Huntingdon County, PA landowner Ellen Gerhart, adamantly opposed to the Mariner East 2 pipeline being constructed across her land, tried to block construction on her property. She had her day in court last August and was found guilty of violating a judge’s previous order to stop interfering with construction. Gerhart was sentenced to jail and a $2,000 fine. What did she do to deserve jail time?
Sunoco Logistics Partners, builder of the Mariner East 2 pipeline, said Gerhart was, “standing in front of construction equipment, setting fires next to the nylon construction fence, threw ground meat on workers and set out bait to attract wild animals, including bears to the work site.” And after being told to stop doing those things by the court, she didn’t. Hence, off to the clink. She finished serving her time in January of this year, although she still hasn’t paid the fine.
Ellen Gerhart appealed last year’s ruling. Commonwealth Court, which heard the appeal, ruled earlier this week that her sentence stands. It’s time to pay up (emphasis added):
A central Pennsylvania woman who set fires, harassed workers and lured bears to the site as workers for the Mariner East Pipeline cleared trees on her property failed Wednesday to convince a state court that she was unjustly jailed for her protests.
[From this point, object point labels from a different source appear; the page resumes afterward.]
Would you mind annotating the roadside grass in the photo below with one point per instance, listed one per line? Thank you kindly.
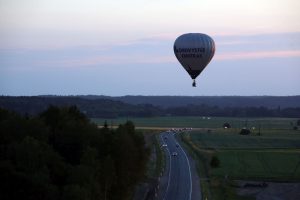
(272, 155)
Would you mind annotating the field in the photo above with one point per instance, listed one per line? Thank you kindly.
(204, 122)
(271, 151)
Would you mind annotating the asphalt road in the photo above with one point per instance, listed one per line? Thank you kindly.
(179, 172)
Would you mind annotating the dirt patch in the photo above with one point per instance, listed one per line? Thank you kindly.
(269, 190)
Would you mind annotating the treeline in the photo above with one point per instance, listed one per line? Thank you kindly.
(220, 101)
(60, 155)
(106, 108)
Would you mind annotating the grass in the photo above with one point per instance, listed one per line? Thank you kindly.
(270, 153)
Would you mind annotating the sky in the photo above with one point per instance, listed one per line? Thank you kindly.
(125, 47)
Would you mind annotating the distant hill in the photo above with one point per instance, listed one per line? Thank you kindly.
(221, 101)
(152, 106)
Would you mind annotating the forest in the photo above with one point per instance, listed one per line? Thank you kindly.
(96, 107)
(58, 154)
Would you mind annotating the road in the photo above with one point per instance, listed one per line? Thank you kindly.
(180, 172)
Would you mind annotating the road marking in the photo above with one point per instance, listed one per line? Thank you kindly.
(169, 175)
(189, 168)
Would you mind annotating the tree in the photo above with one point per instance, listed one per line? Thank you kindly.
(214, 162)
(226, 125)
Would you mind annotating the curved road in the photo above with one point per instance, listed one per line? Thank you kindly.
(180, 172)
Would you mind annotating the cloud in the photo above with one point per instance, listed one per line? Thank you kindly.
(257, 55)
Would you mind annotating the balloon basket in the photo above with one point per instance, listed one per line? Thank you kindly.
(194, 83)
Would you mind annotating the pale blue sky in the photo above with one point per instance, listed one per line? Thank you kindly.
(125, 47)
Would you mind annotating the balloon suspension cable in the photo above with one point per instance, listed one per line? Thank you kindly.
(194, 83)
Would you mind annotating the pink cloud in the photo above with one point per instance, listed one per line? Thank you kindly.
(257, 55)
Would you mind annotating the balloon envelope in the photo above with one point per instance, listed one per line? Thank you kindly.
(194, 51)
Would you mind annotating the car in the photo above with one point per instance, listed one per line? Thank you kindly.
(174, 154)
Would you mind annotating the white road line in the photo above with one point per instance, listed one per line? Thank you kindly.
(169, 175)
(189, 169)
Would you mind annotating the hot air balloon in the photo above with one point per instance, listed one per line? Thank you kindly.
(194, 51)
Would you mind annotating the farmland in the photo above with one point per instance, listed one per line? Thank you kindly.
(203, 122)
(270, 153)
Instead, a Commonwealth Court panel upheld the 6-month prison sentence Ellen S. Gerhart served for violating a Huntingdon County judge’s order to stop interfering with the pipeline work. In an opinion by President Judge Mary Hannah Leavitt, the court also upheld a $2,000 fine county Judge George N. Zanic imposed after finding Gerhart guilty of contempt.
Zanic issued his stay away from the work site order in June 2017 after Sunoco, the pipeline owner, complained Gerhart and others were sitting in trees on the Gerhart’s Union Township that had to be removed. A court order allowed Sunoco to do that work since the state Public Utility Commission has deemed the much-protested Mariner East project, which transports propane, to be in the public interest, Leavitt noted.
Sunoco sought the contempt ruling against Gerhart, a 63-year-old retired teacher, in April 2018. The company claimed she was standing in front of construction equipment, setting fires next to the nylon construction fence, threw ground meat on workers and set out bait attract wild animals, including bears to the work site.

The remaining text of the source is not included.